Cuando Iosef se encontró con otros veteranos discapacitados encontró que todos compartían la misma experiencia: habían dado sus propios cuerpos en defensa de la nación, pero la nación carecía de la fortaleza espiritual para confrontar su sacrificio.

“En el verano de 1976,” cuenta Iosef, “Tzahal patrocinó una excursión a los Estados Unidos para un grupo grande de veteranos discapacitados. Mientras estábamos en Nueva York, un jasid de Lubavitch vino a nuestro hotel y sugirió que tuviéramos un encuentro con el Rebe de Lubavitch. Muchos de nosotros no sabíamos qué hacer con la invitación, pero algunos de nuestro grupo habían escuchado sobre el Rebe y convencieron al resto para que aceptemos.

“Tan pronto como escucharon que veníamos, los jabadniks se pusieron en acción, organizando todo el asunto con la precisión de una campaña militar. Diez grandes camionetas pararon en nuestro hotel para transportarnos a nosotros y nuestras sillas de ruedas a la sede central de Lubavitch en Brooklyn. Pronto nos encontramos en la famosa gran sinagoga en el subsuelo de 770 Eastern Parkway.

“Diez minutos más tarde, un hombre de barba blanca de unos 70 años entró al lugar, acompañado de dos secretarios. Un silencio absoluto se extendió en la sala. No había duda de la autoridad que irradiaba. Todos habíamos estado parados en presencia de comandantes militares y primeros ministros, pero esto era distinto a cualquier otra cosa que jamás habíamos encontrado. Esto es lo que la gente debe sentir en presencia de la realeza. Un pensamiento idéntico pasó por la mente de todos: aquí camina un líder, un príncipe.

“Pasó entre nosotros, reposando su mirada en cada uno, levantando su mano saludando, y luego se sentó frente nuestro. Nuevamente miró a cada uno de nosotros uno por uno. Desde aquel terrible día en que desperté sin mis piernas en el Hospital Rambam, he visto todo tipo de cosas en los ojos de aquellos que me miran: dolor, lástima, repulsión, indignación. Pero esta era la primera vez en todos esos años que encontré verdadera empatía. Con esa mirada que apenas duró un segundo y la sonrisa apenas visible en sus labios, el Rebe me comunicó que está conmigo, absolutamente y exclusivamente conmigo.

“El Rebe luego comenzó a hablar, después de disculparse por su hebreo con acento Ashkenazi. Habló sobre nuestra ‘incapacidad’ diciendo que se oponía al uso del término. ‘Si una persona ha sido privada de un miembro o una facultad,’ dijo, ‘esto mismo indica que Di-s le ha dado poderes especiales para superar las limitaciones que esto conlleva, y para sobrepasar los logros de personas comunes.
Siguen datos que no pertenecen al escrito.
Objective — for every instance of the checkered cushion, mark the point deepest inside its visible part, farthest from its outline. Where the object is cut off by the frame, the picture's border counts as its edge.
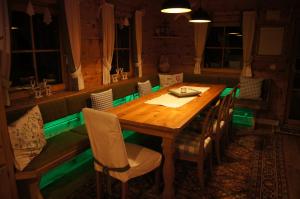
(250, 88)
(188, 142)
(169, 80)
(102, 100)
(144, 88)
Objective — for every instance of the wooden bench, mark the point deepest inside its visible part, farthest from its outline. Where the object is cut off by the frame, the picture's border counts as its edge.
(68, 144)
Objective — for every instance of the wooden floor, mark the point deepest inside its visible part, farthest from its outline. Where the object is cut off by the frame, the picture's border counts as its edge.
(291, 146)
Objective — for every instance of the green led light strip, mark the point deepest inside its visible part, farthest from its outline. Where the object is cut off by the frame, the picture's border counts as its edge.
(64, 124)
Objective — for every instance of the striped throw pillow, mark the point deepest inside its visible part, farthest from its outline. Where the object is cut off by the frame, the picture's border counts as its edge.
(144, 88)
(102, 100)
(250, 88)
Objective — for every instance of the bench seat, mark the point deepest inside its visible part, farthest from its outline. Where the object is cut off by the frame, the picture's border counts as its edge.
(57, 150)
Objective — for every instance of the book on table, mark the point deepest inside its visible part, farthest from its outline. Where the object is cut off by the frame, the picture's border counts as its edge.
(184, 91)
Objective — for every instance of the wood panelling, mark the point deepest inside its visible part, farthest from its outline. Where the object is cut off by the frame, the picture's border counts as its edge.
(180, 51)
Ustedes no son ‘incapacitados’ o ‘minusválidos’, sino especiales y únicos, ya que poseen potenciales que el resto de nosotros no poseemos.

“ ‘Por lo tanto sugiero’, continuó, añadiendo con una sonrisa ‘por supuesto que esto no es de mi incumbencia, pero los judíos son famosos por expresar opiniones sobre temas que no les incumben, que no deberían ser más llamados nejei Israel (“los discapacitados de Israel”, nuestra designación en la burocracia del Tzahal) sino metzuianei Israel (“los destacados de Israel”)’. Habló durante varios minutos más, y todo lo que dijo, y en especial la forma en que lo dijo, se dirigía a lo que se había estado agitando dentro de mí desde mi lesión.

“Al partir, le dio a cada uno de nosotros un billete de un dólar, para que lo demos en caridad en su nombre, haciéndonos socios en el cumplimiento de una Mitzvá. Caminó de silla en silla, apretándonos las manos, dándonos un dólar, y agregando una o dos palabras personales. Cuando llegó mi turno, vi su cara de cerca y me sentí como un niño. Contempló profundamente dentro de mis ojos, tomó mi mano entre las suyas, las presionó firmemente, y dijo ‘Gracias’, asintiendo levemente con la cabeza.

“Después supe que le había dicho algo diferente a cada uno de nosotros. A mi me dijo ‘Gracias’, sintiendo de alguna forma que eso era exactamente lo que necesitaba escuchar. Con esa palabra, el Rebe borró toda la amargura y desesperanza que se había acumulado en mi corazón. Llevé las ‘Gracias’ del Rebe de vuelta a Israel, y las llevo conmigo hasta el día de hoy.